The regional deer committee which includes representation of those towns along with the Departments of Natural Resources and Health.
DNR Deer Biologist Rod Cumberland tells CHSJ news others towns with deer problems have allowed specialized hunts using crossbows.

He says in Maine they have hired sharpshooters but that also comes with pros and cons.
Cumberland says the meeting will include an update on lyme disease from the Department of Health.
The meeting runs 7-9 pm tomorrow night at K.V. High.

New Report On What Poverty Costs The Province

Poverty costs New Brunswickers 2 billion dollars a year according to new report released by the Canadian Centre for Policy Alternatives.

Co-author Christine Saulnier tells CHSJ News poverty costs the provincial government half a billion dollars yearly but a comprehensive plan to alleviate poverty would be half that. She says that 500 million dollar figure does not include what's paid out in income assistance.

Saulnier claims poverty costs the province 196 million dollars a year in health care costs alone. She also includes the cost of lost potential in the calculations.

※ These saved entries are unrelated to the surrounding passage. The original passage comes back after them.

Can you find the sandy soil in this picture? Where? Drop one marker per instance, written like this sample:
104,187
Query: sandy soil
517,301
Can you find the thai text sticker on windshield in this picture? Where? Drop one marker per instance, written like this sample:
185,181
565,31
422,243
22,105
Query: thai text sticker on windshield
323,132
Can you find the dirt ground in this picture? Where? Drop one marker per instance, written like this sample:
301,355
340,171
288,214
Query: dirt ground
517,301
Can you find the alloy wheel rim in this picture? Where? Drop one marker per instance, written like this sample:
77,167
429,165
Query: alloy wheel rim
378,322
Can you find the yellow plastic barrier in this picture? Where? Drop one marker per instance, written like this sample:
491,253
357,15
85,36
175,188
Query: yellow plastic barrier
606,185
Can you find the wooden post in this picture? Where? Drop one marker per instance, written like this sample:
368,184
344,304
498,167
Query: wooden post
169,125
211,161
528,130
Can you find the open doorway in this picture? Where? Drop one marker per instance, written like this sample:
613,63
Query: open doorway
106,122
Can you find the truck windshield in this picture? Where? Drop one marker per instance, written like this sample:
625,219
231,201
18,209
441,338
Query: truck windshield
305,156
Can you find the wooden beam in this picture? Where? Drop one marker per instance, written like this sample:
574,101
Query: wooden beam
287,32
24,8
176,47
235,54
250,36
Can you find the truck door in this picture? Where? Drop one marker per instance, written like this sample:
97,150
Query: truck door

International Sculpture Symposium Heading To Saint John

An international sculpture symposium is heading to the waterfront next year.

6 artists from around the world will be chosen to sculpt a piece of art from a 10-ton piece of granite over the course of six weeks.

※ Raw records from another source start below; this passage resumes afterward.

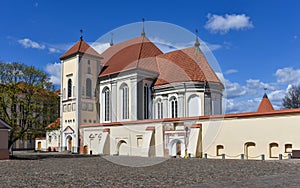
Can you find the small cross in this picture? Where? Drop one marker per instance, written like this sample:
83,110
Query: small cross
81,31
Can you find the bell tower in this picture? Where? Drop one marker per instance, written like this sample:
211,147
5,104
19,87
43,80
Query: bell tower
80,67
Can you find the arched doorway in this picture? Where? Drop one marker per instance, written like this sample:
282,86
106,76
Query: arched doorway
69,143
176,148
85,149
39,146
123,148
249,150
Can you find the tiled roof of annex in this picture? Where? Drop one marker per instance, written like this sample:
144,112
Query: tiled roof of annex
265,105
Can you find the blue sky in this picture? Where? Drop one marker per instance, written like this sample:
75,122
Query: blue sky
256,42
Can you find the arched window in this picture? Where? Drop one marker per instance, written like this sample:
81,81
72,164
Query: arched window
288,148
64,93
220,150
194,106
124,101
173,107
69,88
274,153
159,109
106,104
146,101
88,85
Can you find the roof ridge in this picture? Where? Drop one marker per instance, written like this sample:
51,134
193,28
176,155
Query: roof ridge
140,52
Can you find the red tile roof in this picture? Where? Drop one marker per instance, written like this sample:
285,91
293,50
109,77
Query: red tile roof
54,125
184,65
138,52
178,66
265,105
80,47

Diana Alexander is the Chair of Sculpture Saint John.  She tells CHSJ News the public event will bring awareness and appreciation of a dying art to the city.

Once the sculptures are completed, five of them will be transported to Grand Bay-Westfield, Quispamsis, Rothesay, St. George, and UNB Saint John while one will remain on the waterfront.

The event will take place from August 2nd to September 15th in 2012 at the Coast Guard site.

For more information, click here.

New Municipal Plan Getting Closer To Completion

The process to formally adopt the city's new Municipal Plan is getting closer to becoming reality.

Council receiving the fourth and final public engagement report during last night's council meeting.

PlanSJ's Jacqueline Hamilton says the next step is a public presentation set for October 11th.

That will then commence a 30 day public review period and public hearings in November and December.

The final adoption of the plan is expected to take place in early 2012.

Deputy Mayor Says Unions Will Need To Dig Deeper To Help Solve Pension Problems

Deputy Mayor Stephen Chase says further talks are needed between the city and union representatives over solving the pension woes.

Chase says he can understand everyone's frustration as reforms were made in good faith but the reality is the province did not accept the initial reform package.  He says everyone will need to "dig deeper."

The Saint John Police Association says its members will not take any more cuts.

Council Prepares For Doomsday Scenario With Pension Reforms

Councillor Chris Titus says a worst-case scenario needs to be prepared sooner rather than later for the city's budget in case the province falls through on approving pension reforms.

Titus making the motion during last night's council meeting and he says a budget should be formed that factors in as much as 10 million dollars in cuts to major city services like police, fire, and recreation.

He says its not a scare tactic but council needs to be ready

The motion was passed and council stated it would not raise property taxes, which would shoot up as much as 16 cents, to pay for the pension shortfall.